Dass einige Autoren schrieben, Reinhardt, Weill und Werfel hätten sich ihres Jüdischseins erst nach dem Aufstieg Hitlers wieder erinnert, scheinen Levitz und Friedman diesen Autoren vorzuwerfen, als sei ihre Behauptung falsch. Aber sie ist doch eher richtig, und Belege daür muss man nicht lange suchen. Nicht nur das Eternal-Road-Trio, sondern Denker und Künstler von Adorno, Theodor W bis Zuckmayer, Carl, waren genötigt, über ihre Abstammung und deren Implikationen neu nachzudenken. Und manche Gojim sollen sich heimlich geniert haben, wenn in ihrer Abstammung kein einziger jüdischer Teil zu finden war.

Friedman verkennt die grimmige Ironie des einzigen ernstzunehmenden deutschen Kritikers, den er zitiert, Hans Klaus Jungheinrich.
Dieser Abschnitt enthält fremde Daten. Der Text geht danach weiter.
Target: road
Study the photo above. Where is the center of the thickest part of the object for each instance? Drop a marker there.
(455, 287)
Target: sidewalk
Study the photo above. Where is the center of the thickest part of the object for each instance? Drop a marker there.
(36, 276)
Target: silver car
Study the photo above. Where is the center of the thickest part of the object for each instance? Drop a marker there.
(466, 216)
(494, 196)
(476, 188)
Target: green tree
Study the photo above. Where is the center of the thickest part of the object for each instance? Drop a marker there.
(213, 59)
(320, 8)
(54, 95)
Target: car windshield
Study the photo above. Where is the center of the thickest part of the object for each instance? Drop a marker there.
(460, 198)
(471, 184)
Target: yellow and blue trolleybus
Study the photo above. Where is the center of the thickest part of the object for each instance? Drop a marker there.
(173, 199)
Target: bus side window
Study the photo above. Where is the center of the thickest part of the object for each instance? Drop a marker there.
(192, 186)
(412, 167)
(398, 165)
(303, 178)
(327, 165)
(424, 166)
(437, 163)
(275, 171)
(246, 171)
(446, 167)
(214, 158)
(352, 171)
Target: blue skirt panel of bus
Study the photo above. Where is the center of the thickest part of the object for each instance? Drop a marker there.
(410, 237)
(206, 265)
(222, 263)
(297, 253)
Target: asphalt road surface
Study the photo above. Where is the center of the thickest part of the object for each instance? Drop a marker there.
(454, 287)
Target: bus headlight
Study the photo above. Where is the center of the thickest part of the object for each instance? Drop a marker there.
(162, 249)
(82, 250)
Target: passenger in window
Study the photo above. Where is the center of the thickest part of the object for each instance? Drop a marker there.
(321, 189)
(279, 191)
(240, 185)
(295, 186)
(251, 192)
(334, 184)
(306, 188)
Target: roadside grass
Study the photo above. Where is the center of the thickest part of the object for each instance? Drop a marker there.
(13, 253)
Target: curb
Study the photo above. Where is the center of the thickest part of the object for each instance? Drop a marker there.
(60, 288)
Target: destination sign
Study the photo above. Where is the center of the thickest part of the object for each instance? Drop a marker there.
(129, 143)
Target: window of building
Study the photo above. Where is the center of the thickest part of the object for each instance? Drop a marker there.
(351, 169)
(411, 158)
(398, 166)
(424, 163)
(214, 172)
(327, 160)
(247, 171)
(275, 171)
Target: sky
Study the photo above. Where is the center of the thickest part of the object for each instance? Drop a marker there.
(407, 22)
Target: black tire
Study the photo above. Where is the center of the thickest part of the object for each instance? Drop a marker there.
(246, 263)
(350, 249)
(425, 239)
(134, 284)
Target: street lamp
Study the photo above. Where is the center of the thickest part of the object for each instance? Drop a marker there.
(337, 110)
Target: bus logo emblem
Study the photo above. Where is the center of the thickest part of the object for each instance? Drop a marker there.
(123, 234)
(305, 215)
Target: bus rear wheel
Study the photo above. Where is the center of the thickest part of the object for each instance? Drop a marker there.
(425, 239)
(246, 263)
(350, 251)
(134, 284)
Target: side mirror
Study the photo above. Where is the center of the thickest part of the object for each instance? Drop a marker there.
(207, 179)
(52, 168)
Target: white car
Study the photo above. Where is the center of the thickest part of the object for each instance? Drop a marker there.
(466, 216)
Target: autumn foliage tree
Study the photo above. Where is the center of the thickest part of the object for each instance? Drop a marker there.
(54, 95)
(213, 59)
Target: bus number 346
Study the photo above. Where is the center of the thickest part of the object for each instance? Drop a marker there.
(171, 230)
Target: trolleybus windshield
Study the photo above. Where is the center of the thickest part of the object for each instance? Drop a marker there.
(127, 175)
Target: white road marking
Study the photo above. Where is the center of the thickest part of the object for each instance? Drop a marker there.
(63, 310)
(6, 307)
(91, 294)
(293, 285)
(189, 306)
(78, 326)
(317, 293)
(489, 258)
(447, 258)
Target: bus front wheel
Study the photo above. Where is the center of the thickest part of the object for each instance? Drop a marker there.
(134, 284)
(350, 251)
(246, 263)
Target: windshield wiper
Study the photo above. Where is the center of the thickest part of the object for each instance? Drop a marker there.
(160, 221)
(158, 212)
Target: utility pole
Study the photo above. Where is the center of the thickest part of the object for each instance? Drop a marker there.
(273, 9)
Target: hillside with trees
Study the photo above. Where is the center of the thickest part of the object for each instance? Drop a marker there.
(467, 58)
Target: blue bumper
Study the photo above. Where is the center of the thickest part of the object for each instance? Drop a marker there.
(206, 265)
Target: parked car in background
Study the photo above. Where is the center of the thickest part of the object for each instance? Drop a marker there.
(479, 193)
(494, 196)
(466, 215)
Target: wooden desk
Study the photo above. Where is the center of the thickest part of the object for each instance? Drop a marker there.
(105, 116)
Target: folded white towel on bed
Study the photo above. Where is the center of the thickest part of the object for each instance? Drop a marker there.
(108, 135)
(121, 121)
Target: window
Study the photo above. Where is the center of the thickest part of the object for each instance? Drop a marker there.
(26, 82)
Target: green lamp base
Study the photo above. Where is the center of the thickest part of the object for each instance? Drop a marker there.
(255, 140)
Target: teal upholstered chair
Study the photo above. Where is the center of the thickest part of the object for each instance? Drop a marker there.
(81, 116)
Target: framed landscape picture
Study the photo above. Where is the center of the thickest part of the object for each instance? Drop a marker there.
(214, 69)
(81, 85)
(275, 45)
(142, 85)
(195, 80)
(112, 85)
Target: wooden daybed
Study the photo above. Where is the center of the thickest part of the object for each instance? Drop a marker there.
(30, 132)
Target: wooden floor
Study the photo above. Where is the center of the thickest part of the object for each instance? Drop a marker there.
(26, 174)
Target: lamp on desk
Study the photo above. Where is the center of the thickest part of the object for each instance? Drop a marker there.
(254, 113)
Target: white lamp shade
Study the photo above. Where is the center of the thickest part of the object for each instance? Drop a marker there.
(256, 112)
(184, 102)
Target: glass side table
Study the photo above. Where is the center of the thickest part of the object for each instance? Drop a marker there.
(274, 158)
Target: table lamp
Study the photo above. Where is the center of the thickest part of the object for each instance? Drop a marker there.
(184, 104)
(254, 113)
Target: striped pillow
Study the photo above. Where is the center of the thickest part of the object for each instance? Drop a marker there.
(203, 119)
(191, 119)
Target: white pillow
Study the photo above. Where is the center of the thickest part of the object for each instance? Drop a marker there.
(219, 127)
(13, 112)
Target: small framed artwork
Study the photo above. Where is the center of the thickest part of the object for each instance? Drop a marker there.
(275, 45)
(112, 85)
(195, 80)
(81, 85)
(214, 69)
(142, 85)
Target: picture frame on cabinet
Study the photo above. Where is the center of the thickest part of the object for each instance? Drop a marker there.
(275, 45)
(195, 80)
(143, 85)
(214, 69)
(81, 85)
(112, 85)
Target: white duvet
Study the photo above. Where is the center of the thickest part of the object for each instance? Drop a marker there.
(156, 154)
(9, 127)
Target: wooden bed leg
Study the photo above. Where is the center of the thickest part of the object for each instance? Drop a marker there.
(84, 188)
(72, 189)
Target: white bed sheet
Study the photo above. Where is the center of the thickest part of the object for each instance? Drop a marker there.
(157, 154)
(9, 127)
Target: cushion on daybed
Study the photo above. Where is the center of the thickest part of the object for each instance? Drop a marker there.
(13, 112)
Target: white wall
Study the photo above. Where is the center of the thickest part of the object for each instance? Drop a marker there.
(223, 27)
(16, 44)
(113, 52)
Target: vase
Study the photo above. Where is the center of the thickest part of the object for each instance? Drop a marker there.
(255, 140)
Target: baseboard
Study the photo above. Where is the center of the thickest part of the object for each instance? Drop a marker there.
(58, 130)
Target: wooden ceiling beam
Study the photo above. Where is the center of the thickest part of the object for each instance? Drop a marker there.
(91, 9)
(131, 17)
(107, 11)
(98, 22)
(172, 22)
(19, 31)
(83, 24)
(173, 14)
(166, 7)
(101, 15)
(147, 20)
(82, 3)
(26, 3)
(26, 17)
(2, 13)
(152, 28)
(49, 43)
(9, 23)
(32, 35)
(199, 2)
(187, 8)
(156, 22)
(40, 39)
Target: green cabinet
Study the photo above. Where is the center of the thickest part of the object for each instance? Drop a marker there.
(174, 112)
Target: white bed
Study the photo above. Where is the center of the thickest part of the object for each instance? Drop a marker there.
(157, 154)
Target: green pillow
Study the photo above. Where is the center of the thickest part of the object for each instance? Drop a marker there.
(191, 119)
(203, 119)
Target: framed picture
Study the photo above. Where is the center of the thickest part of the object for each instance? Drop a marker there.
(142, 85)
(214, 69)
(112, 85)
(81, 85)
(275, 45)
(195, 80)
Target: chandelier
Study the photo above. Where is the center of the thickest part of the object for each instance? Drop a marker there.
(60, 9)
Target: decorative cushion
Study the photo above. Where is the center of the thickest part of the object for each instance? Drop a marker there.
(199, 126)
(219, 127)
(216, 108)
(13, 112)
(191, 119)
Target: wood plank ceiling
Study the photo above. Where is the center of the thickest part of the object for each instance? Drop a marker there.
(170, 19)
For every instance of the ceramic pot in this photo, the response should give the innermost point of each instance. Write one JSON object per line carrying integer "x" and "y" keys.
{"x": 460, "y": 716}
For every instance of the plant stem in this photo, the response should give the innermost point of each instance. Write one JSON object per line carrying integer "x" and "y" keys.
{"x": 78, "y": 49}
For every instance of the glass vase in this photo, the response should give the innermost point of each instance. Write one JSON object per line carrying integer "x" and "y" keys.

Der schrieb, Hitler sei ein „unfreiwilliger Zionist“ gewesen, und ohne den Nazismus hätten weder Weill noch Schönberg ihre deutsche beziehungsweise österreichische Identität aufgegeben. Mit letzterem hatte er doch höchstwahrscheinlich Recht.

Meyer W. Weisgal, Ideengeber und Produzent, konzipierte das Werk als Antwort auf den deutsch-nazistischen Staatsterror. Jüdisches Selbstbewusstsein sollte artikuliert werden. Das gelang. Und doch lässt sich das Werk nicht darauf reduzieren. Wie imponierend sind allein die Prophetengestalten des Alten Testaments, Männer, das göttliche Gesetz repräsentierend. Das interessiert auch Gojim; sogar Atheisten. Ernst Bloch dachte über „Atheismus im Christentum, Christentum im Atheismus“ nach. Wäre die Weltliteratur der letzten Jahrhunderte ohne wenigstens bruchstückhafte Kenntnisse der Bibel, inklusive des Alten Testaments also, adäquat verstehbar? Dem überwiegend nichtjüdischen Publikum in Chemnitz jedenfalls gingen Augen und Ohren über. Die Inszenierung war besser als ihr Ruf.